Reviews

August: Osage County

Editorial Staff

Editorial Staff

| London's West End |

27 November 2008

The arrival of Steppenwolf of Chicago on the South Bank is a truly momentous occasion. Last seen here in 1989 with a knockout production of The Grapes of Wrath led by founder member Gary Sinise, their incendiary presentation of Tracy Letts’ big and blowsy, Tony-award winning Oklahoma family drama is a sensation: this is simply one of the greatest acting companies in the world and you have to see them.

As director Anna D Shapiro explained to Whatsonstage in this month’s magazine, “August” means the end of something, “Osage” is an indigenous people’s, or native American, term for where they live, and “County” stands for the colonial assignment by other people – Germans, Dutch, New Yorkers, whoever – who displaced them. All these strands exist in the layering of the play contained within a large three-storey house near Pawhuska, sixty miles west of Tulsa.

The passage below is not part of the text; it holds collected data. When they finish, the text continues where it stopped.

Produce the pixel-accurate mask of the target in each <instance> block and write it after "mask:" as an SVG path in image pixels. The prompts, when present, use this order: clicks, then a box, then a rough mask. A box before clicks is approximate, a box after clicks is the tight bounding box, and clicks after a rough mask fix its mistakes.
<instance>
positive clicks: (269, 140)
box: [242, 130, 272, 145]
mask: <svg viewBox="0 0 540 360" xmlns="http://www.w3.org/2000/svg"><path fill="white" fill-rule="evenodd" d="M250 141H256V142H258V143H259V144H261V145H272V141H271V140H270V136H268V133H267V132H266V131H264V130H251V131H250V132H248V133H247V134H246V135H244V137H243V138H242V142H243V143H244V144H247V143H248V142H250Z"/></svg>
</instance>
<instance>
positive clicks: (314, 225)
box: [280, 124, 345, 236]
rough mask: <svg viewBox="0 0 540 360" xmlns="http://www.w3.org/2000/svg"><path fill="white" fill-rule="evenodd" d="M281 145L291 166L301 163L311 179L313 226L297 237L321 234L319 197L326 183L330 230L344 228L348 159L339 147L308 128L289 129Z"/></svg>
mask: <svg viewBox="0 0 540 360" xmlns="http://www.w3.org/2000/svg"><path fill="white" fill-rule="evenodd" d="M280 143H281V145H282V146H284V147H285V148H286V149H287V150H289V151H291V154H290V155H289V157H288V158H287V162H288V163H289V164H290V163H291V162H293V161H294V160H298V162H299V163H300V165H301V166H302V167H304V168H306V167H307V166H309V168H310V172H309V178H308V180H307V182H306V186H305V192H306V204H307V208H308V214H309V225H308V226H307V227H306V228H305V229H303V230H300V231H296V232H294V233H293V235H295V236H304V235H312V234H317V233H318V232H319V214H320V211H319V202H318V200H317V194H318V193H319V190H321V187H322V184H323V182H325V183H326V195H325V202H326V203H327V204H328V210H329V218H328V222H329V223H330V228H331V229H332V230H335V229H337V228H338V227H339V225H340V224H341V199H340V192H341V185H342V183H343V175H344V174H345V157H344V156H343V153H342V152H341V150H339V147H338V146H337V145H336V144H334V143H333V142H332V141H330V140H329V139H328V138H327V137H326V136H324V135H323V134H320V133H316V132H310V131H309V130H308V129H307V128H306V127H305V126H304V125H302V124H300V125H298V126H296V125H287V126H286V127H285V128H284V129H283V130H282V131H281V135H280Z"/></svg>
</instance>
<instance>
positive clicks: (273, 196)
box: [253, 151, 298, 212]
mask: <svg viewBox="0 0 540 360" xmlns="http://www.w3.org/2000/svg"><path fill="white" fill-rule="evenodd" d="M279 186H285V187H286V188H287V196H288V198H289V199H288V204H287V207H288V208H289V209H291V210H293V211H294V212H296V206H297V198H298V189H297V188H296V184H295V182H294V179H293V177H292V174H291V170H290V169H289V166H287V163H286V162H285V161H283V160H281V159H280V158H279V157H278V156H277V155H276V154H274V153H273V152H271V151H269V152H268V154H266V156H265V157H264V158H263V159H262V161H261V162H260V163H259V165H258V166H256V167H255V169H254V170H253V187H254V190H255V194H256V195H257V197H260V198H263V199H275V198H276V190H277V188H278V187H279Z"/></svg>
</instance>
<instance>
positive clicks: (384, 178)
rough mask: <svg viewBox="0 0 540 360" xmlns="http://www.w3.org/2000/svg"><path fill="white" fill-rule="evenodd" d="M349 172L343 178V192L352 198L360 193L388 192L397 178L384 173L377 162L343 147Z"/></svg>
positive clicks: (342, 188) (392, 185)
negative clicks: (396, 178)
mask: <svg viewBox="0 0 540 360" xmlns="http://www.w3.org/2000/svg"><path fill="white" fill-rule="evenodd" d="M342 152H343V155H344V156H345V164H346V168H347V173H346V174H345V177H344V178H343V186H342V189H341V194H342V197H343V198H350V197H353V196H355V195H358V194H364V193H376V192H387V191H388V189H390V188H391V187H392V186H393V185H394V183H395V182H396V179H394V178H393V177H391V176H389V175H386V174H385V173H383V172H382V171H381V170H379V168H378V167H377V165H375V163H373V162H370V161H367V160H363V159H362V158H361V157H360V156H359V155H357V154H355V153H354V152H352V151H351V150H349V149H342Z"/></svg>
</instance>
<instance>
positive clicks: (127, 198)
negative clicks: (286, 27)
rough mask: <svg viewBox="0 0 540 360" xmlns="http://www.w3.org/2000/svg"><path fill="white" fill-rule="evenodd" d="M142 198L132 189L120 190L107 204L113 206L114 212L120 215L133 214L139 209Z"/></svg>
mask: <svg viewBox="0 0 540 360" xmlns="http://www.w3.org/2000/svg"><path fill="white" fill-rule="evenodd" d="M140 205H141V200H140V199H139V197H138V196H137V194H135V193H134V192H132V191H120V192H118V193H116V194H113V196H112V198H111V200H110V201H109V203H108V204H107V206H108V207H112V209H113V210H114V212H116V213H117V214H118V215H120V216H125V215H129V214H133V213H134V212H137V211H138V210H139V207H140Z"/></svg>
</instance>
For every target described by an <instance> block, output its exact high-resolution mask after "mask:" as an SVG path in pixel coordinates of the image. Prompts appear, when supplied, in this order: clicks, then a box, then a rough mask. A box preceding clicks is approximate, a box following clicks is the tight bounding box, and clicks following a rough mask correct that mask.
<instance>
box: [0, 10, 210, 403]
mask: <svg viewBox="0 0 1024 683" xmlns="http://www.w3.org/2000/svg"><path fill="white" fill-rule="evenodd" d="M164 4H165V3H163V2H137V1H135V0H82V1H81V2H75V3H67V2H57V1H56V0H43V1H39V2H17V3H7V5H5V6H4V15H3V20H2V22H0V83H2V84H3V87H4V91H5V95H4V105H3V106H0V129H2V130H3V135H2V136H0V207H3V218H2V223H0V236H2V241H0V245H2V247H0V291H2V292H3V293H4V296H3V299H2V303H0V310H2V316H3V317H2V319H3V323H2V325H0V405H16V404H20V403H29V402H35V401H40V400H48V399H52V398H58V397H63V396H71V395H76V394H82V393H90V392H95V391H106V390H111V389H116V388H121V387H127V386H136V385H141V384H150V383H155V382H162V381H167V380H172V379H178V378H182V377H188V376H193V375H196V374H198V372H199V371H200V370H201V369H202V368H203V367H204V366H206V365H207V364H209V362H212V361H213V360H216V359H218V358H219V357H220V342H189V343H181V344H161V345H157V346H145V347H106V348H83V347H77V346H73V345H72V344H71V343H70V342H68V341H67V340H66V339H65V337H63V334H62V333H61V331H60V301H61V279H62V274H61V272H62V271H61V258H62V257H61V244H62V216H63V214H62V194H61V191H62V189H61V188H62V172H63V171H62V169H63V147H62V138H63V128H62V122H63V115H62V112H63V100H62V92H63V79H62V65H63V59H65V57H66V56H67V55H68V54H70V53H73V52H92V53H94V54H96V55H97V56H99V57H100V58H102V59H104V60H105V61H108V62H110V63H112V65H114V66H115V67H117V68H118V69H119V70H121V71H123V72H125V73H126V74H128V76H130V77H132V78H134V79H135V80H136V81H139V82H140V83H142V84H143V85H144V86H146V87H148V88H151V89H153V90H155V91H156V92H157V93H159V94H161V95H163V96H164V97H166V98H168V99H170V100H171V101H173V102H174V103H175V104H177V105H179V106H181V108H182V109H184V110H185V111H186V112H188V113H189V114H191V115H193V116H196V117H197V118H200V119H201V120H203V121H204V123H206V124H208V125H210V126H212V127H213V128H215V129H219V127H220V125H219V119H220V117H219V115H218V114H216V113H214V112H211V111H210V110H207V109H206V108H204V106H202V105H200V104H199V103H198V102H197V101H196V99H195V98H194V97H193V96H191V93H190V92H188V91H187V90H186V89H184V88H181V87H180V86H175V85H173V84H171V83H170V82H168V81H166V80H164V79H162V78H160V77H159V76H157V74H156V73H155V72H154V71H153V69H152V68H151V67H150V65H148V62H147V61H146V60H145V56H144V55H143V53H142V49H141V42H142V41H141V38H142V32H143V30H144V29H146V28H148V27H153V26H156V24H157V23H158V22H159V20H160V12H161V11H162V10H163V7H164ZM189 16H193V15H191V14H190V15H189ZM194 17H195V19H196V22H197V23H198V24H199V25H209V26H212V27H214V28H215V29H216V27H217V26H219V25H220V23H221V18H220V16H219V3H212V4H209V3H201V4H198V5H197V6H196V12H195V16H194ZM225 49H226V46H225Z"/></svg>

In the opening scene, the family patriarch Beverly (Chelcie Ross), a booze-sodden 1960s relic of a poet, is hiring a Cheyenne housekeeper Johnna (calm and beautiful Kimberly Guerrero) to the self-inflicted strains of T S Eliot. But in contrast to The Family Reunion, this show is less about the paw under the door than the fist in the face. Beverly’s about to check out big time, leaving his pill-popping wife Violet (scrawny, feisty, manipulative, evil, in Deanna Dunagan’s amazing performance) to shuffle and exploit the affections of their three middle-aged daughters.

The eldest, Barbara (the astonishing Amy Morton, a sort of wounded powerhouse amalgam of Penelope Wilton and Vanessa Redgrave) is a college librarian in Boulder, Colorado, where her teacher husband Bill (Steppenwolf founder member Jeff Perry) is having an affair with a student; their daughter Jean (Molly Ranson) is a pubescent (big boobs) pot-smoking wise child who befriends the isolated Johnna.

Second daughter Ivy (Sally Murphy) is a stay-at-home victim with an incestuous crush on her first cousin Charlie (Ian Barford) whose mother, Vi’s sister, is given the slam dunk steamroller works by the magnificent red-headed Rondi Reed. And third daughter Karen (Mariann Mayberry) breezes flakily in from Florida with her repellent fiancé, thrice-married Steve (Gary Cole) in tow.

The three-and-a-half hour play develops with the epic grandeur of Eugene O’Neill, the raw bitchiness of Edward Albee and as a study of social disintegration masquerading as a family gathering worthy of Alan Ayckbourn at his best. The chief point, though, is that Letts has written for fellow company members he knows well; this is bespoke material, and one of the greatest nights in the theatre I can recall.